冬すみれ雑記帳

山を歩いたり、お能を見たり。

和ろうそく能「敦盛」を見ました 続き

 能「敦盛」は全部を上演すると1時間半ほどかかる曲です。ここでは時間の制限があるので、半能、つまり後シテの部分だけが上演されました(その中でも、省略された部分があったかもしれません)。


 西宮能楽堂では半能の形での上演が多いです。ここで解説付きで半能を観てとっかかりをつかみ、いずれほかの機会に全部を観ればより深く味わうことができる、ということだろうと私は理解しています。

 和ろうそくが灯され、照明は消されました。普段は経験することのないような暗さです。囃子方地謡が登場すると、衣擦れの音でしょうか、着物や袴がすれ合うサラサラという音が大きく聞こえます。普段の能舞台ではほとんど意識しない音です。

 ワキが登場します。先にも書きましたように、敦盛を討った熊谷直実が出家して蓮生と名乗った姿です。
 名乗りの後、ワキ座へ進むとき、足袋が床をする音が響きました。脇座でターンして舞台中心に向いて座るときには足元に強い圧力がかかるのでしょう、キュッキュッという音が大きく聞こえて、少々驚きました。視覚を制限されると、途端に、聴覚が鋭くなるようです。

 後シテの敦盛が登場します。貴族の若者の出で立ち。豪華な装束です。演じるのは梅若基徳さん。この方は体が大きいので、16歳の少年にはちょっと不向きだなあと感じてしまいました。

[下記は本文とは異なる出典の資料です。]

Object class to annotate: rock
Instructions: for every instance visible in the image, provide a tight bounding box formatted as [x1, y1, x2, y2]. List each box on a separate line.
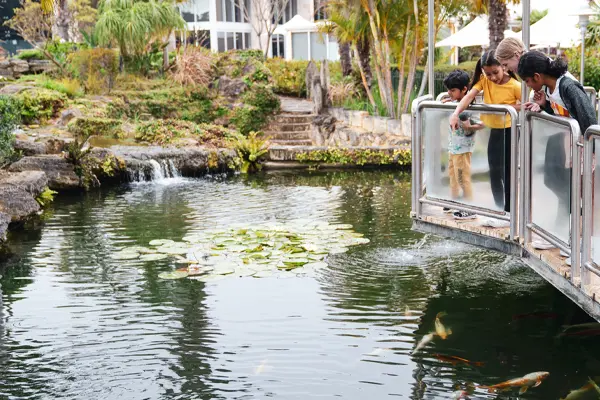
[218, 76, 248, 97]
[9, 58, 29, 78]
[0, 83, 33, 95]
[0, 211, 11, 242]
[14, 139, 46, 156]
[8, 155, 80, 190]
[28, 60, 56, 74]
[0, 171, 48, 197]
[57, 108, 83, 126]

 いつもの上演では向かって右の壁にプロジェクターで謡の詞章が表示されるのですが、この日はさすがにそれはありませんでした。そこまで予想しておらず、詞章の下調べをしてこなかったのを少し悔いました。
 でも、敦盛と熊谷直実をめぐる話は大幅に脚色されて歌舞伎の「熊谷陣屋」でたびたび見ています。聞き取れる言葉を拾って、なんとか理解しようと努めました。

 ところが、お囃子の威勢が良すぎて、シテの謡も地謡も十分聞き取れない部分が多かったです。ここはもう少し音量のバランスを考えて欲しいものです。

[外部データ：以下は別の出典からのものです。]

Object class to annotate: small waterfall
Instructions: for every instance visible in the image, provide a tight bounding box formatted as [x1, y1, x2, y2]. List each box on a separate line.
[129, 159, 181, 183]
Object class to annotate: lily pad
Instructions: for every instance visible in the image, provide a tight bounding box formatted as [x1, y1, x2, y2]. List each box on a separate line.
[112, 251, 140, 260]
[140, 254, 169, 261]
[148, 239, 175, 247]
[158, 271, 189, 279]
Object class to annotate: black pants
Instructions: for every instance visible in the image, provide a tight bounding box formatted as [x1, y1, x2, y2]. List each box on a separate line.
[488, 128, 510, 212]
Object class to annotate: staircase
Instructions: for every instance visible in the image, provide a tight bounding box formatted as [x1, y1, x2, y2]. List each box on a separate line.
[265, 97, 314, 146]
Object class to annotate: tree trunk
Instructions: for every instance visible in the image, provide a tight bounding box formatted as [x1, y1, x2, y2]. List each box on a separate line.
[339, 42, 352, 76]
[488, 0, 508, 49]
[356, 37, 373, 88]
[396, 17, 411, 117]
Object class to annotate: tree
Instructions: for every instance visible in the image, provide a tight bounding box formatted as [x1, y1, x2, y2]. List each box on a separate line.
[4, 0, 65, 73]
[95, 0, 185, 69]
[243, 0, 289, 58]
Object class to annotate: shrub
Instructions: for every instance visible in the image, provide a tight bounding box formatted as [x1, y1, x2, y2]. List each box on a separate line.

 蓮生は敦盛の供養のために須磨を訪れます。その夜、蓮生の前に敦盛の霊が現れ、生前の復讐をしようとします。蓮生は念仏の功徳の前に因縁など存在しないと告げ、敦盛は懺悔として生前の様子を物語ります。
 やがて再び妄執の心を起こした敦盛は蓮生に斬りかかりますが、一心に弔う蓮生の姿を見て回心し、「あと弔うてたべ」と告げて消えていきます(当日配られたパンフレットより。一部書き換えています)。

 そうでなくても面をつけると視界は極端に狭くなるのに、和ろうそくのほのかな灯りだけで舞うとは、すごいことです。しかもかなりテンポの速い舞なのです。
 敦盛から伝わってくるのは憎しみや悲しみといった生の人間の感情ではなく、生者とも死者とも分かち難いものの存在感でした。
 戦さなどするよりも、大好きな笛を吹いていたかった16歳の少年。彼がまとっている空気が風のように感じられ
ました。

 殺した側の人間が、殺された人間の亡霊の恨みを鎮め、弔う。なんという発想の大転換でしょう。
 世阿弥の作です。現代人に十分通じる作品だと思います。

 次回は8月4日(土)。引き続き「和ろうそく能」で、半能「夕顔」が上演されます。